= Liberty Fellows =

American politician (1834–1912)

Liberty Eaton Fellows (August 22, 1834 – July 17, 1912) was an American politician and judge.

Fellows was born in Corinth, Vermont, on August 22, 1834, and attended the local common schools before completing high school at Thetford Academy. He moved to Wisconsin in 1856, before settling in Allamakee County, Iowa, the following year. In Iowa, Fellows farmed and worked as a county clerk. After gaining admittance to the bar in 1862, Fellows moved into Lansing to practice law.

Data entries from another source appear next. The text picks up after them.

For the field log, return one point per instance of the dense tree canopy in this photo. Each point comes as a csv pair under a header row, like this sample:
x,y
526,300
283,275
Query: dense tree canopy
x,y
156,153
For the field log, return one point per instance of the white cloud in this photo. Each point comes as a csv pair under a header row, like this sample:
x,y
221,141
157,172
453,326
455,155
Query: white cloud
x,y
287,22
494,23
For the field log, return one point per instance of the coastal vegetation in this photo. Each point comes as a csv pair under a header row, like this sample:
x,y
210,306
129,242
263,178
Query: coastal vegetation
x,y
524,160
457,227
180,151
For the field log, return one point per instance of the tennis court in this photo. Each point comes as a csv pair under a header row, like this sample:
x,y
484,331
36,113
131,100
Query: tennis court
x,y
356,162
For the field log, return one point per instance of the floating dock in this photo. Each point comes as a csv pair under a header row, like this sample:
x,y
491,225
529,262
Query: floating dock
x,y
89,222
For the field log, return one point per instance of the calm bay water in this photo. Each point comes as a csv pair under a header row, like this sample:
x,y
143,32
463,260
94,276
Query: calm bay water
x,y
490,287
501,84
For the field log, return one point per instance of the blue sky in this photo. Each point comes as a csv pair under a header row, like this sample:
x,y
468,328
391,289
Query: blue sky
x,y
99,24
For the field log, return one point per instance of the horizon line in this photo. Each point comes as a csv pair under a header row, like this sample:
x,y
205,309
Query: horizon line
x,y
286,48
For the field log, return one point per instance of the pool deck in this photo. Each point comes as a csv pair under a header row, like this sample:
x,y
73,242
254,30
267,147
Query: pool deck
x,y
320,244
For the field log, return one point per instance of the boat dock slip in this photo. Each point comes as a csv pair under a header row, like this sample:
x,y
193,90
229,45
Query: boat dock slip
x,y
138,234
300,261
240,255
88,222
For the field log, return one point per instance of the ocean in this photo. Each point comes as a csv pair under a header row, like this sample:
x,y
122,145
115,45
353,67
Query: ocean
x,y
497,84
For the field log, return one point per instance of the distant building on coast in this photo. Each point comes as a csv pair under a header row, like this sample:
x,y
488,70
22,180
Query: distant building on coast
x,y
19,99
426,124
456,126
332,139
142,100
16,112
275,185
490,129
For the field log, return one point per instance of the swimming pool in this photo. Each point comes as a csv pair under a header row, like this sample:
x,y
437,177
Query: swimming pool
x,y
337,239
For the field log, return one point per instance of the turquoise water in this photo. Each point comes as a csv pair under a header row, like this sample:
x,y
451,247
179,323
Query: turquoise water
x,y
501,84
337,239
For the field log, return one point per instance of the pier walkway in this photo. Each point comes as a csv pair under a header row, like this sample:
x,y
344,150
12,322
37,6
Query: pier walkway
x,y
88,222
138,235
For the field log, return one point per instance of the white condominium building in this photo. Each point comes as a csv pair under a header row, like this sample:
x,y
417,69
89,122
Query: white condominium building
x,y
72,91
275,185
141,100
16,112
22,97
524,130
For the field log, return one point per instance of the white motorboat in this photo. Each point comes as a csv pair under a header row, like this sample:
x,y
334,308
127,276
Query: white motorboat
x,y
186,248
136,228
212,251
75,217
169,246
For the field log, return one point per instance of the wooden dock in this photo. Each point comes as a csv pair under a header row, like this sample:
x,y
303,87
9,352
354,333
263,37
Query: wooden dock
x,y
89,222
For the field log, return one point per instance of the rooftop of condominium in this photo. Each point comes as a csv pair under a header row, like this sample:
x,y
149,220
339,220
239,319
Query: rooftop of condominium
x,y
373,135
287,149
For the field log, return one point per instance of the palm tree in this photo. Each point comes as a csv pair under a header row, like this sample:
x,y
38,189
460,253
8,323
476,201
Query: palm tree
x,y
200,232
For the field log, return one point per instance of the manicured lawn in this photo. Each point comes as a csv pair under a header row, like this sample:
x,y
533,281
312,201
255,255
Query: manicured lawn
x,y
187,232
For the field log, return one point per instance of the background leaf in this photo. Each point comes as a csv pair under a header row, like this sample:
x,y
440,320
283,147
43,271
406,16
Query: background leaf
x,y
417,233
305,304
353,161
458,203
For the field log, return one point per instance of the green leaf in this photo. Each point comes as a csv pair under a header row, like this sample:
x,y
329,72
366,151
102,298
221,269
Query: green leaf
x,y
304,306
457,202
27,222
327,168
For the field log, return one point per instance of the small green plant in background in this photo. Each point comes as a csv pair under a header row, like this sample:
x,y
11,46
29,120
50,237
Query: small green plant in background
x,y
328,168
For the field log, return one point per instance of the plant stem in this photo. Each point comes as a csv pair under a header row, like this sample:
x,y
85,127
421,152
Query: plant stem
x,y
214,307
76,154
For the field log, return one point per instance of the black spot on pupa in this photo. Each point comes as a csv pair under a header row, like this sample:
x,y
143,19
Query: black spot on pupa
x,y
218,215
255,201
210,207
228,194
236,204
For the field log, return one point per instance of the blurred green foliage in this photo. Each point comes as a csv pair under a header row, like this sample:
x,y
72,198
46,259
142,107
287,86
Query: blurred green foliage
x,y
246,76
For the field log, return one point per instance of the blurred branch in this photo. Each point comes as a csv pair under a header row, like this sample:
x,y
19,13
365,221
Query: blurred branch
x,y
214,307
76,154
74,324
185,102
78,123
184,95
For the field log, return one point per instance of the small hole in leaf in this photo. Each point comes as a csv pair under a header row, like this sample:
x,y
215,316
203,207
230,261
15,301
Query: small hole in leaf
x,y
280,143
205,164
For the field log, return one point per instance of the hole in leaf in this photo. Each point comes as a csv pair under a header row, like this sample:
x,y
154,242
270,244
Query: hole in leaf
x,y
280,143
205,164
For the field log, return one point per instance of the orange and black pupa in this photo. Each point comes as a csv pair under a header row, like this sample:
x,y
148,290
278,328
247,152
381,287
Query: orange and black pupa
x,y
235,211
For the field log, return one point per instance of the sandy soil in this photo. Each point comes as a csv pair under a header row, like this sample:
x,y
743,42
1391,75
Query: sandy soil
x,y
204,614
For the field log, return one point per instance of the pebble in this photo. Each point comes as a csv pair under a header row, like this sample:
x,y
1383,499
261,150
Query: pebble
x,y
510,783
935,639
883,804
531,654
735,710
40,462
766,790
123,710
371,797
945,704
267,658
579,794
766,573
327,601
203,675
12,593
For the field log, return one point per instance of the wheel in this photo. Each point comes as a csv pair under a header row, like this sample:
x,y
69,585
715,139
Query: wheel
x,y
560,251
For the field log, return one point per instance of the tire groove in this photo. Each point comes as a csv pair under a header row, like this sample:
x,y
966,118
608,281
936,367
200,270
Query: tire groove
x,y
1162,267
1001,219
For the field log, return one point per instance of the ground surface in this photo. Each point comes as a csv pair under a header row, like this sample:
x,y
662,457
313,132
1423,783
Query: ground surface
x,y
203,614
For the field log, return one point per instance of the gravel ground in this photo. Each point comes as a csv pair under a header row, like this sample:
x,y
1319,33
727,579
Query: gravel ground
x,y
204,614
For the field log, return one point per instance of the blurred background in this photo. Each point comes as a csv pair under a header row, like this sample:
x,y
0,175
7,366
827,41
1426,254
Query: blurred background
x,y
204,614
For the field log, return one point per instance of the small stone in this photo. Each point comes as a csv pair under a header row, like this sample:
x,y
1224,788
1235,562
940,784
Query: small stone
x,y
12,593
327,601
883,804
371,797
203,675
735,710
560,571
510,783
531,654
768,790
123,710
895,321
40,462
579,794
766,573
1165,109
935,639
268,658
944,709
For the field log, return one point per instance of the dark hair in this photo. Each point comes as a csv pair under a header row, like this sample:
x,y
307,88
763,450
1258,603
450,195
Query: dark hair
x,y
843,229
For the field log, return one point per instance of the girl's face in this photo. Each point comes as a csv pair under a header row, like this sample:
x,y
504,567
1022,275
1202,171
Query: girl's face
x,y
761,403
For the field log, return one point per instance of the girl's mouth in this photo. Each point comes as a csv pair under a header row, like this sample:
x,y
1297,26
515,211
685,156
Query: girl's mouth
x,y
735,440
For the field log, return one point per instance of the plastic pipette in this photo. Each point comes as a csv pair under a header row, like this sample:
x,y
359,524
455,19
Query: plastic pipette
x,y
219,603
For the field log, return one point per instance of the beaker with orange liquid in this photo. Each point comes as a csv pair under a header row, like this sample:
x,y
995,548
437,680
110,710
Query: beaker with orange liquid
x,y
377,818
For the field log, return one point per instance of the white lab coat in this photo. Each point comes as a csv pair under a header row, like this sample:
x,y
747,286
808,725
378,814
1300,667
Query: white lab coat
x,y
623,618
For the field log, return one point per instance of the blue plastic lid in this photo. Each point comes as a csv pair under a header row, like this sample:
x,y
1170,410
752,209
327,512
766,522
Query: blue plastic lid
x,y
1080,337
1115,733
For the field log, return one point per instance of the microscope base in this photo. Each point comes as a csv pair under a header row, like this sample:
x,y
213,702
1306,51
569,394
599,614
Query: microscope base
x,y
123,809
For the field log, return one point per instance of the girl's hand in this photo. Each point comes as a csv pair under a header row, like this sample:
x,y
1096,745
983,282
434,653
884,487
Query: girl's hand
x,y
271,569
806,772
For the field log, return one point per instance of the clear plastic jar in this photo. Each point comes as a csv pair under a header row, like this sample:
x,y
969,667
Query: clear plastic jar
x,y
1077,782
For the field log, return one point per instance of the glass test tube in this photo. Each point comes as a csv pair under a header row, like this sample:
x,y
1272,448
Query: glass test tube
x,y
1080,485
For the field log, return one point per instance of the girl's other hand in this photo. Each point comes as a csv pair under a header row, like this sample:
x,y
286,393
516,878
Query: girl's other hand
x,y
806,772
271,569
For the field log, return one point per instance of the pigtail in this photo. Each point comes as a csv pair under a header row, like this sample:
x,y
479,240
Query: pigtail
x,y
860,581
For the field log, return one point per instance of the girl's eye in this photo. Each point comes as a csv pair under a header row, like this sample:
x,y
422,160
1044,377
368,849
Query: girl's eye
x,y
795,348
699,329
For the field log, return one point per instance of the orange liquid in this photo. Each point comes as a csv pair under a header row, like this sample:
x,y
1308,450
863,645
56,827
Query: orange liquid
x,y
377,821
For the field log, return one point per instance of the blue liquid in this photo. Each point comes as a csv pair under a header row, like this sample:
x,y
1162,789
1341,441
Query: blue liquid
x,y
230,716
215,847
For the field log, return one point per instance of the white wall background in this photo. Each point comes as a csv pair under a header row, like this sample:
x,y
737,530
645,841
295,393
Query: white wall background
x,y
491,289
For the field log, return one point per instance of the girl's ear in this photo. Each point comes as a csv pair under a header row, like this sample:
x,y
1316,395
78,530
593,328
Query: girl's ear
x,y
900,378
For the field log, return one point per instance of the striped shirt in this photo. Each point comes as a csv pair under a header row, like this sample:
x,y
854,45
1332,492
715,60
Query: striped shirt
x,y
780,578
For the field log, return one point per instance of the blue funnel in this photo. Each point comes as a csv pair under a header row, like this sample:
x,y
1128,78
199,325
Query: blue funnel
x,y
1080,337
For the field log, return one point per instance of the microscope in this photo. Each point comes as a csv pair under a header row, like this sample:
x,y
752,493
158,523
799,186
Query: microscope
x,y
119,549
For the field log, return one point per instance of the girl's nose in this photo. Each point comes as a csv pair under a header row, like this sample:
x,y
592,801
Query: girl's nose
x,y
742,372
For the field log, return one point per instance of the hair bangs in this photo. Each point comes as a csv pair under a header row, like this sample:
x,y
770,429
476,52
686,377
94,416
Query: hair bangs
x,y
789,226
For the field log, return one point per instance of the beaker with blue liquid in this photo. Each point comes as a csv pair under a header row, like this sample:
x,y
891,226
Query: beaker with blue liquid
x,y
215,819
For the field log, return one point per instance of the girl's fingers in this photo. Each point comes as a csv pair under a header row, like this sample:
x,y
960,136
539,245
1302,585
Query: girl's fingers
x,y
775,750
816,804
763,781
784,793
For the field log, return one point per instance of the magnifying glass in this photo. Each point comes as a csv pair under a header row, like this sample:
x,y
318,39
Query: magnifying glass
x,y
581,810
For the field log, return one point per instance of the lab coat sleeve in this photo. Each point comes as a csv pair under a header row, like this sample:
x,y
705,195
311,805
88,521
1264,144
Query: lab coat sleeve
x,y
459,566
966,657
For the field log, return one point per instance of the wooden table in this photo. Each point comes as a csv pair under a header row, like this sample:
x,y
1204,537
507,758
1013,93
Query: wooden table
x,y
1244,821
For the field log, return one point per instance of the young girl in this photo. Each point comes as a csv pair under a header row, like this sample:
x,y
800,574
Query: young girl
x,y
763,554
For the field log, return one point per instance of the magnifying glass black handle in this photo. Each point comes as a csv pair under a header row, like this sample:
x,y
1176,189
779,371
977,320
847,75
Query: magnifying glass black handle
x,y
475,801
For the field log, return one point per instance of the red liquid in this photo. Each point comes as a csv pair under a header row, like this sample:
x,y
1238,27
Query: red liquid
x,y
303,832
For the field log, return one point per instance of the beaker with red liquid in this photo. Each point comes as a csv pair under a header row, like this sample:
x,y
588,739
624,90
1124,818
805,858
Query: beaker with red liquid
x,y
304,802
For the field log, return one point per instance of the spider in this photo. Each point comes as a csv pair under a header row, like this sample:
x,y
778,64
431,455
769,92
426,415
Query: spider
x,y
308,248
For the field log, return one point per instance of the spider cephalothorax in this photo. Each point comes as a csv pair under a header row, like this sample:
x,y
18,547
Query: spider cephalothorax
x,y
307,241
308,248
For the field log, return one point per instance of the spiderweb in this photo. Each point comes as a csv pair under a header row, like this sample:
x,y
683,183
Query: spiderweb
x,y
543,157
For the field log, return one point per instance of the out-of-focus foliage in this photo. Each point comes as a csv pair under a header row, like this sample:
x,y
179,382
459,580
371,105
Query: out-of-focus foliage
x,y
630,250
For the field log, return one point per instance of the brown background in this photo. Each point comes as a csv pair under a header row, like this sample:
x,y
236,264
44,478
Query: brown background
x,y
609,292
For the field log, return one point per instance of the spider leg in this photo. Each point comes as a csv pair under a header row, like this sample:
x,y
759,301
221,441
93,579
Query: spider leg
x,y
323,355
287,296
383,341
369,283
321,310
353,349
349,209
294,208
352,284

Fellows was elected to the Iowa House of Representatives in 1865, and held the District 50 seat from January 8, 1866, to January 12, 1868. He then succeeded Charles Paulk on the Iowa Senate, representing Iowa Senate between January 13, 1868, and January 7, 1872. In 1883, Fellows changed his party affiliation from Democratic to Republican. In 1889, Fellows was appointed by governor William Larrabee to fill an unexpired term as judge of the thirteenth judicial district. He served five full judicial terms in his own right, and died in the midst of his sixth, on July 17, 1912.

Liberty Fellows married Mary S. Reed on July 4, 1861. The couple had eleven children, eight of whom survived Fellows. A son, Albert Fellows, later served on the Iowa General Assembly.